Right away, Abramoff and Kidan, who was running the day-to-day operations,
began spending prodigious amounts of the company's money to buy a Washington
Redskins luxury box (where they entertained some of the country's most powerful
politicians), a 34-foot boat, Kidan's luxury condo, and so on. The company's
comptroller later told authorities that in short order "somewhere close to
a million dollars" was paid out for expenses that appeared "personal
in nature."
Still, as one federal law enforcement official explained, "This was a
privately owned business. They could do whatever the hell they wanted as long
as they paid the interest on the loans."
Which they didn't. Three months into the deal, the cash flow had dried up. They
defaulted on their loans and hadn't even attempted to repay the promissory
notes to Boulis. What could Boulis do? He'd broken the law too. They then began
firing some of Boulis's most trusted employees, including several girlfriends.
Threats were followed by lawsuits followed by more threats. The litigation
didn't bother Kidan; after all, he controlled the company until a judge ruled
otherwise. But when confronted, the first thing that Kidan did was reach out to
known mob associates. Abramoff's attorney, Abbe Lowell, said that Abramoff
asserts he had nothing to do with that decision, a contention that sources
close to Kidan confirmed.
Kidan had met Anthony "Big Tony" Moscatiello through a mobster Kidan
had once done legal work for.
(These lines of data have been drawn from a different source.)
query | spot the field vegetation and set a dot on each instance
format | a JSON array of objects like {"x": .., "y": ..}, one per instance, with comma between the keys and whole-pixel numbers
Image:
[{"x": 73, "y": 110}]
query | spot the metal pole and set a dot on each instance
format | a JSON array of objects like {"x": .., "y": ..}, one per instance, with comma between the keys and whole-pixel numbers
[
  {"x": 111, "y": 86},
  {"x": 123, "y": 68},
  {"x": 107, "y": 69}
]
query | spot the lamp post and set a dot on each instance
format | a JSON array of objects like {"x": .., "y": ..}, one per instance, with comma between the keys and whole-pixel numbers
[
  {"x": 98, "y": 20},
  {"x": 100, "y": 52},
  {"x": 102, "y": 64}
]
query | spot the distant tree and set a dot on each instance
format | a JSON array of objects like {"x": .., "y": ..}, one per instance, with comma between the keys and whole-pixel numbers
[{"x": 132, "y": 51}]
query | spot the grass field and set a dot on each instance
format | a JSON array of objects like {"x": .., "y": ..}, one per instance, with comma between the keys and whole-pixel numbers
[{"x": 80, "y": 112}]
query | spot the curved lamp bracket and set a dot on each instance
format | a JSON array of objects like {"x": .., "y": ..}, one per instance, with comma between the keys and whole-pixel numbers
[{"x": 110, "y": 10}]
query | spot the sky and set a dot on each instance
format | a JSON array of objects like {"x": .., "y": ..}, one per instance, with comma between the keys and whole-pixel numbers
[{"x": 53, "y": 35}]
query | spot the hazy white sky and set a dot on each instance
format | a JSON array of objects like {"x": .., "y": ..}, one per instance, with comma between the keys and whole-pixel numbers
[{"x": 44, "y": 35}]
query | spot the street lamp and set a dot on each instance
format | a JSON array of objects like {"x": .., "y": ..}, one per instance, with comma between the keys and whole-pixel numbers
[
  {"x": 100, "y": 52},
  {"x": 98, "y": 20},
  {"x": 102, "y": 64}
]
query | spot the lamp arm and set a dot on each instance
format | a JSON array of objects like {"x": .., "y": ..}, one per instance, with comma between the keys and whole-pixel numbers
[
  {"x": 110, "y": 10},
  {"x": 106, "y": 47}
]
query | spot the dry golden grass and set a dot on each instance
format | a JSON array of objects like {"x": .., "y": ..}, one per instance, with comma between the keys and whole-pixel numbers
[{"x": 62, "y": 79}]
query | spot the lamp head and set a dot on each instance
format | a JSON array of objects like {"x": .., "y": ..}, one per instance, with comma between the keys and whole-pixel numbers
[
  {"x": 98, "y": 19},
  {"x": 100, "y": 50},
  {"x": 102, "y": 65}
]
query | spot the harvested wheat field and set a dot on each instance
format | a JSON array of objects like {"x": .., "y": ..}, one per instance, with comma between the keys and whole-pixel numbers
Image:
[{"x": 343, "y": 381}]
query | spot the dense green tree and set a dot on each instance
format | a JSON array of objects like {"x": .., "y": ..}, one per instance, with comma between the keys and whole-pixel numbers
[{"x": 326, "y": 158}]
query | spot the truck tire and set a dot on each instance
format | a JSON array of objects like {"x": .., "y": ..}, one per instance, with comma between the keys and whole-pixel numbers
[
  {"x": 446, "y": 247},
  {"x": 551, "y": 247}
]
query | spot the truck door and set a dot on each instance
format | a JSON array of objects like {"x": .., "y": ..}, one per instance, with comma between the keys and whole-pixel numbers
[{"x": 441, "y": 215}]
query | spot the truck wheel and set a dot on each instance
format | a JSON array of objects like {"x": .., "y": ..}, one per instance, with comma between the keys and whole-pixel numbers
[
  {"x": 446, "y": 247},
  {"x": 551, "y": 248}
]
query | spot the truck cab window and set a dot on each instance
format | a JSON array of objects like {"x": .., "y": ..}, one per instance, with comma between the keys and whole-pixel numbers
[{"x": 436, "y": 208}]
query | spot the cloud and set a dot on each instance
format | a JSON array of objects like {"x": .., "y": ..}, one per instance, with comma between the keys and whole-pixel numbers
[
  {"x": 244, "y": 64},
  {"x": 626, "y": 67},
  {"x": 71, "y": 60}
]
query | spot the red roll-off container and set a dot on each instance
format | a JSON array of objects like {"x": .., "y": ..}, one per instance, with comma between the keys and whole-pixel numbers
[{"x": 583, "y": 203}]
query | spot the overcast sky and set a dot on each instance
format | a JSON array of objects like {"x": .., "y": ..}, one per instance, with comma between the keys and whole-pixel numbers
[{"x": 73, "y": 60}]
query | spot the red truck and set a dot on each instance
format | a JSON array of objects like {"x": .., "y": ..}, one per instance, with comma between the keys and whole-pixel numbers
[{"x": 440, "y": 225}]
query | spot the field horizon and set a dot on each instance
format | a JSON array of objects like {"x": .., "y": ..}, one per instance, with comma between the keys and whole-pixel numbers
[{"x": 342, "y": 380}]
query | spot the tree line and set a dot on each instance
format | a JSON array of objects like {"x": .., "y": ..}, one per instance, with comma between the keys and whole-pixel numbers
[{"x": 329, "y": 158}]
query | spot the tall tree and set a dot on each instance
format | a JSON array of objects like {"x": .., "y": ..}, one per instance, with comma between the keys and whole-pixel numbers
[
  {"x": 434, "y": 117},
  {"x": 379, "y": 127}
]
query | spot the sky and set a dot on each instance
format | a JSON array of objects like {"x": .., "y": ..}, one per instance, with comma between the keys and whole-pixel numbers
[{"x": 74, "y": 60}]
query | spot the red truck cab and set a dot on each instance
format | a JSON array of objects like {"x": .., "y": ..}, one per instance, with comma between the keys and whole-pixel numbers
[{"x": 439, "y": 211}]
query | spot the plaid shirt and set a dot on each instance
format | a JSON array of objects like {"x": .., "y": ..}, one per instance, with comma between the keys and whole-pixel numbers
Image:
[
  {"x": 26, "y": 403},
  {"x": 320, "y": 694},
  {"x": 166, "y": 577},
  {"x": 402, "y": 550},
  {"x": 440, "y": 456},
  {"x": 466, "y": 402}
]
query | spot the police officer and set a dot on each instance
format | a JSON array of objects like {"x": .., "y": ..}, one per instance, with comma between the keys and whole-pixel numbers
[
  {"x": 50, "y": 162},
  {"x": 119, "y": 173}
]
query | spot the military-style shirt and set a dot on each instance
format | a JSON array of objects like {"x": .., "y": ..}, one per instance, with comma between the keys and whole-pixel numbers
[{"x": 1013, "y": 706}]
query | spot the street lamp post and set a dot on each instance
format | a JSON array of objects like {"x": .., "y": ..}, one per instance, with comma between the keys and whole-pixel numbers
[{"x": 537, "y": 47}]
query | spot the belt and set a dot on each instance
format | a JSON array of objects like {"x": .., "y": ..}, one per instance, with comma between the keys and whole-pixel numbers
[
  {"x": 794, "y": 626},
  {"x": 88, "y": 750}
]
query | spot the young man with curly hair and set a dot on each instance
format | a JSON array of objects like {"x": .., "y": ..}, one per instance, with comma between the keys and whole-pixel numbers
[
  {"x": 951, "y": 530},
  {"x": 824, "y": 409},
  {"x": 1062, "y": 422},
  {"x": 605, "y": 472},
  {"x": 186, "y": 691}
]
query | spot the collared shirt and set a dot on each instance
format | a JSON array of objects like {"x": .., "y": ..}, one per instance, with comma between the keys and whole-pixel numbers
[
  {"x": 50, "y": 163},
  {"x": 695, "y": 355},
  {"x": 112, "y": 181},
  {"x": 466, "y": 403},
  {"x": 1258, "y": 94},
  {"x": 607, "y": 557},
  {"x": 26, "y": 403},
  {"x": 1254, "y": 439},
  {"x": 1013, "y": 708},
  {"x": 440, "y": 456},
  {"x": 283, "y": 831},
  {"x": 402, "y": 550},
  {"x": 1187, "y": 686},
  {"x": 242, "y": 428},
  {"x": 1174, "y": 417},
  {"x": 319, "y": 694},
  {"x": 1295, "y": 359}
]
He later told authorities that bringing in Big
Tony, a onetime associate of John Gotti, was an effort to
"neutralize" any threats from Boulis, whom Kidan incorrectly
suspected of having organized-crime ties.
Instead, Boulis was permanently neutralized. On February 6, 2001, he was
murdered in an ambush as he drove his BMW home after a long day at his Fort
Lauderdale office.
Thus began a domino effect. The subsequent investigation first uncovered the
bank fraud. Kidan, who lost control of the company to Boulis's heirs, soon
agreed to cooperate with federal authorities. This opened the door for
prosecutors to apply pressure on Abramoff to cooperate in the
congressional-bribery and influence-peddling case, which he eventually did. In
the meantime, Moscatiello and two cohorts were arrested and charged in Boulis's
murder. Moscatiello told detectives that Kidan had ordered the hit. Prosecutors
apparently don't believe him. Instead, Kidan, who told police Moscatiello
freelanced the murder, is going to testify against Moscatiello in the Boulis
murder case, his attorney, Joseph Conway, says, in the hopes of reducing his
sentence. That trial is expected to start early next year.
By that time, Kidan will have settled into his new home-Fort Dix, a
low-security prison whose compounds in western New Jersey are surrounded by
razor wire. It's possible that by then Kidan will have befriended some of the
prison's once powerful inmates, like former Providence mayor Vincent
"Buddy" Cianci or ex-Bridgeport mayor Joseph Ganin, both in for
corruption, or crooked financiers like Robert E. Brennan, who owes $75 million,
or Jean Pierre Collardeau, who fleeced $20 million from his investors. Some of
these guys may have even heard of Kidan, though it's not likely. For some
reason, the role Kidan played in the Abramoff affair is like the hurricanes-it
never seems to travel much past south Florida.